Если бы я был Горностаем, я расхаживал бы, как король, и все удивлялись бы, откуда у меня моя шуба, и все спрашивали бы: «Скажите, где вы купили эту шубу, кто вам ее подарил, кто вам ее прислал, у вас, наверно, рогатые родственники?» А я бы ходил в горностаевой шубе, в шубе из чистого горностая, потому что я был бы сам Горностаем, и я отвечал бы: «Нет, я нигде не купил шубу, и никто мне ее не подарил, и никто не прислал, я хожу в горностаевой шубе, потому что, вы же видите, я сам Горностай». Но они бы чае, конечно, не верили — ведь Горностая встретишь не на каждом шагу, и они бы просили: «Ах, пожалуйста, дайте нам поносить эту шубу!» А я бы отказывал, я бы всем категорически отказывал: и Зайцу, и Суслику, и Волку… И Волку? Нет, боюсь, что Волку я бы не смог отказать, Волку очень трудно отказать, он наверняка снял бы с меня мою шубу…

Если бы я был Волком, я бы снимал шубу с каждого Горностая, и с Куницы, и даже с Зайца, хотя у Зайца шуба очень плохого качества, она все время линяет, и ее едва хватает на один сезон. Но я все равно бы снимал с него шубу, потому что ведь я был бы Волком, а Волк может себе это позволить, Волк может себе позволить абсолютно все, кроме удовольствия залезть на дерево. Волки не лазят по деревьям, хотя, конечно, им очень хотелось бы, они бы не отказались, но где им, куда! По деревьям лазят обезьяны, а волки бегают по земле, и им ни за что не залезть на дерево!

Если бы я был Обезьяной, я бы никогда не спускался на землю, я бы прыгал по веткам и кричал, и визжал, и швырял бы сверху бананы, стараясь попасть кому-нибудь в голову.
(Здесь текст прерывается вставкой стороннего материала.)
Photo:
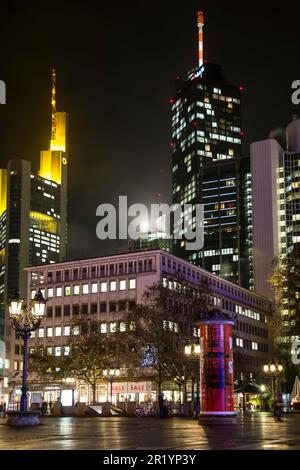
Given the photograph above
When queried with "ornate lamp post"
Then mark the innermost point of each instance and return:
(193, 350)
(25, 319)
(272, 371)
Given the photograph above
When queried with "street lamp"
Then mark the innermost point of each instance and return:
(26, 319)
(110, 374)
(272, 371)
(194, 352)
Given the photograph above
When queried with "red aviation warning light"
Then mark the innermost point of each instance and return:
(200, 23)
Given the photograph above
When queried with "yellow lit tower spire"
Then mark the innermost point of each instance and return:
(53, 105)
(53, 162)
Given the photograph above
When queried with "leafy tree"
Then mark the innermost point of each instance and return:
(91, 353)
(285, 282)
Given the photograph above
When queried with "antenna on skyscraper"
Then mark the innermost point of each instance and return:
(200, 23)
(53, 106)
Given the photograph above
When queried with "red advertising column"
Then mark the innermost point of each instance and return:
(216, 371)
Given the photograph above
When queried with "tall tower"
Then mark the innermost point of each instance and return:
(33, 223)
(206, 152)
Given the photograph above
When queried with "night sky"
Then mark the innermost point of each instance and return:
(116, 68)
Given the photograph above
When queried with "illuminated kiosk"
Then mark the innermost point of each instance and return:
(216, 369)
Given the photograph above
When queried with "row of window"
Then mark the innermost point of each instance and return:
(251, 329)
(58, 331)
(92, 272)
(84, 289)
(180, 268)
(93, 308)
(248, 344)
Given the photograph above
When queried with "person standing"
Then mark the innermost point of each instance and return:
(161, 405)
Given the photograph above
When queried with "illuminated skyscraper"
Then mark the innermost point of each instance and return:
(33, 218)
(276, 212)
(207, 166)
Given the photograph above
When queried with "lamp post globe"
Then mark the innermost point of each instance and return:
(24, 320)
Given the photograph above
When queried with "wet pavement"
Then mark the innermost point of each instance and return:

И другие обезьяны тоже бы визжали и швырялись, и мы бы соревновались, кто громче завизжит и кто скорее попадет, и радовались бы, что никто не может достать нас на дереве. Разве что Жирафа, потому что она сама, как дерево, потому что у нее шея такая длинная, что по ней можно лезть и лезть и все равно до конца не долезешь!

Если бы я был Жирафой, я бы ни перед кем не склонял голову, я бы смотрел на всех сверху вниз, такая б у меня была длинная шея. И мне ничего не стоило бы заглянуть через забор, и я видел бы, что там внутри, а там обязательно что-то должно быть внутри, потому что заборы существуют не зря — но, конечно, не для тех, у кого такая длинная шея. И никто до меня не мог бы дотянуться, потому что для этого нужно было бы прыгнуть очень высоко, а это не каждый умеет.
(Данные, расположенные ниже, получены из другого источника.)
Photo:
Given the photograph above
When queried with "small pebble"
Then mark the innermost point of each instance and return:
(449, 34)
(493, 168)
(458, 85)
Если бы я был Леопардом, я бы, конечно, сумел. Я бы прыгнул этой Жирафе на шею и в одну секунду откусил бы ей голову. А потом прыгнул бы на дерево и откусил бы головы всем обезьянам, а заодно и Волку, чтоб не отнимал чужих шуб, а заодно и Горностаю, чтоб не кичился своей шубой. Если б я был Леопардом, мне не был бы страшен никто — разумеется, кроме Льва, потому что Лев каждому страшен. Когда встречаешь Льва, хочется стать маленьким я незаметным, хочется зарыться в землю, как Крот.
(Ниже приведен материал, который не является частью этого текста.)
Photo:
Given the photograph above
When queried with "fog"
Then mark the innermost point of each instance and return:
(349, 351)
Если бы я был Кротом, я бы каждый день зарывался в землю. Я бы рылся там под землей, и меня бы совсем не интересовало, что происходит здесь, на белом свете. И кто у кого отнял шубу, и кто у кого откусил голову — все это было бы мне ни к чему, все это меня нисколько бы не тревожило. И никто бы меня не видел — ни Лев, ни Леопард, потому что они ведь не станут рыться в земле, им и на земле дел хватает. А я бы себе рылся да рылся, — и только иногда высовывал голову, чтобы посмотреть, как там растет трава и как ее щиплют бараны. Бараны ходят по полю и щиплют траву, и греют спину на солнышке, и они могут ни о чем не думать, хотя, конечно, и они думают, иногда они так задумаются!..

Если бы я был Бараном!

Впрочем, я ведь и есть Баран.

Примечание:[72]

Счастье свиньи Бабирусы

Ноги у антилопы Бейзы длинные и тонкие, как у Безоарова козла. Шея у нее длинная и тонкая, как у Безоарова козла. Рога у нее длинные и тонкие, как у Безоарова козла. Поэтому, конечно, Безоаров козел полюбил антилопу Бейзу.

У свиньи Бабирусы почему-то рога на носу. Такая неприятность, вместо того, чтобы вырасти на голове, рога у свиньи Бабирусы выросли на носу, и их никто не называет рогами. Их даже не называют бивнями — как у слона, а называют клыками — боже, какой позор! — просто клыками, как у волка.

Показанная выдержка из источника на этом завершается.